Thursday, April 10, 2008

I get an "F" in parenting...


Melanie enjoying our picnic




Her eyes are turning quite blue- maybe they will be as pretty as Melanie's.


Showing off her 9lbs 4 oz

There have been a couple of times lately that I have messed up but I didn't feel too guilty in the end. Once I forgot to turn Natalie's monitor back up after I fed her in the middle of the night so I slept through her next feeding. Then, there were a couple of times I might have gotten a bit too frustrated with Melanie's tantrums. However, today I feel the most guilty of all.

The day started off great. We were meeting our friends Elizabeth and Sarah at the park. I got the girls ready and off we went. We ended up meeting up with another friend, Jennifer, who is due in October. We went walking around the trail (which is about 70% in the shade) and then went to the playground with the girls which also has a shaded area.
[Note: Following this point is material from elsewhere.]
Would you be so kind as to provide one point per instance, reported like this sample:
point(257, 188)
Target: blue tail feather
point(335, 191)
I have a friend's double stroller I am borrowing. The canopy part of the stroller does not fit in my trunk easily so I have to remember to put it in each time I put in the stroller. Well, today I forgot it. After a fun time at the playground Melanie and I had a picnic lunch outside because it was so beautiful out. Natalie stayed under the garage but Melanie and I ate in the driveway. After our picnic lunch Melanie played in her sandbox b/c Clint put fresh sand in it and I nursed Natalie in the shade. However, this being the first pretty day of the season I forgot to put sunscreen on us all. Normally I am the sunscreen queen constantly reapplying our SPF 50. But, this afternoon after we had been in a for a while I realized I totally dropped the ball. Natalie, thank goodness was in the shade most of the day and had on long sleeves and long pants. So, her little cheeks and nose are quite red but I wouldn't say burned. Melanie, thank goodness, has her father's skin and has red shoulders and arms but that is it. Me, on the other hand, I am completely burned on my shoulders, arms and chest to the point it hurts. In total we were out maybe 2 1/2 hours, some of which was shaded...but when the palest mother and a brand new baby meet the sun it is not pretty. I can deal with my own burn- it is me learning my lesson and Melanie is fine but I feel SUPER GUILTY about Natalie. Hopefully by tomorrow the redness will go away. I hope it is not bothering her- she is not crying or anything and she doesn't have a temperature. But, I will feel so much worse if it does not get better soon.

2 comments:

Unknown said...

Oh Leslie, that's not too bad! I was thinking sleeping thru a feeding sounded worse...:-)
We are learning along the way aren't we? We make mistakes and learn from them-our parents did the same thing and we turned out pretty good didn't we?!
Take it easy on yourself Mama!

Elizabeth said...

I agree---I am always so paranoid that I won't hear Sarah in the middle of the night (but I am also always secretly hoping I won't!). Don't feel too bad about the sunburn--I did put some sunscreen on Sarah but I totally forgot myself and now my arms are burnt--and I had the SPF 50 with me the whole time at the park!